The boost in incentives was received with a large sigh of relief by Spain’s production services industry.
“Improving tax rebate conditions will keep Spain’s competitive as an international location destination,” says Nostromo Pictures’ Adrián Guerra, president of Profilm, Spain’s international shoot sector trade association.
With a solid track record of servicing international titles, Spain won larger global visibility after “Game of Thrones” filmed there from 2014-18.
The international reach of the Spanish industry has received a new impetus in recent times from a local TV drama boom, driven by Netflix global hit series “Money Heist” and “Elite.”
Last year, Netflix launched its first European production hub at the Secuoya Studios in Tres Cantos, a village near Madrid, and Spanish infrastructure continues to grow.

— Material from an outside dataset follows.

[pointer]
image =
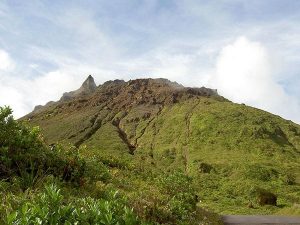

Built — literally — around Secuoya Studios, construction of Madrid Content City, scheduled to conclude by September 2021, encompasses 10 soundstages and aims to answer the streaming age’s huge demand for production facilities.
More muscular tax break rebates will allow productions to be carried out entirely in Spain, as the number of countries where big shoots will probably contract to lessen COVID-19 exposure.
The COVID-19 crisis halted Spanish shoots on “The Crown,” which had planned to film part of Season 4 in the Pyrenees’ Baqueira Beret; Netflix sci-fi series “In From the Cold”; Amazon Studios and Sony Pictures TV’s “Wheel of Time”; and SkyDance TV and Apple TV Plus series “Foundation.”
Among higher-profile Spanish projects also affected are Mediapro Studio’s “Official Competition,” starring Penélope Cruz and Antonio Banderas, which halted its Madrid shoot in March.
Services companies are eager to adapt to the future, and get back in business.
Location lensing probably won’t be greenlit until August.
“We readying to shoot with total guarantees, unifying our shoot protocols with those brought by production teams from their own countries,” says Denis Pedregosa, CEO at service provider Babieka. “During confinement, we didn’t stop receiving international proposals to film in Spain. I’m very optimistic about an abrupt increase of international shoots once the borders open.”
Indeed, Spain’s highest-profile companies are rapidly returning to expectations of growth on the back of the drama series revolution.
In April, Secuoya tapped James Costos, a former HBO VP of global licensing and retail and U.S. ambassador to Spain, as president of Secuoya Studios, its content production arm, and announced it will open an office in Los Angeles. Costos had helped secure a Spanish shoot for “Game of Thrones.”
“The addition of James Costos to our company will help us make North American producers aware of everything Spain has to offer in the sector, something that demands even more attention now that we’re in the global spotlight,” says Raúl Berdonés, Grupo Secuoya president. “In the coming years, Costos will be a key piece in Spain’s film-TV sectorial development and our bridge to meet
the demands of the North American industry.”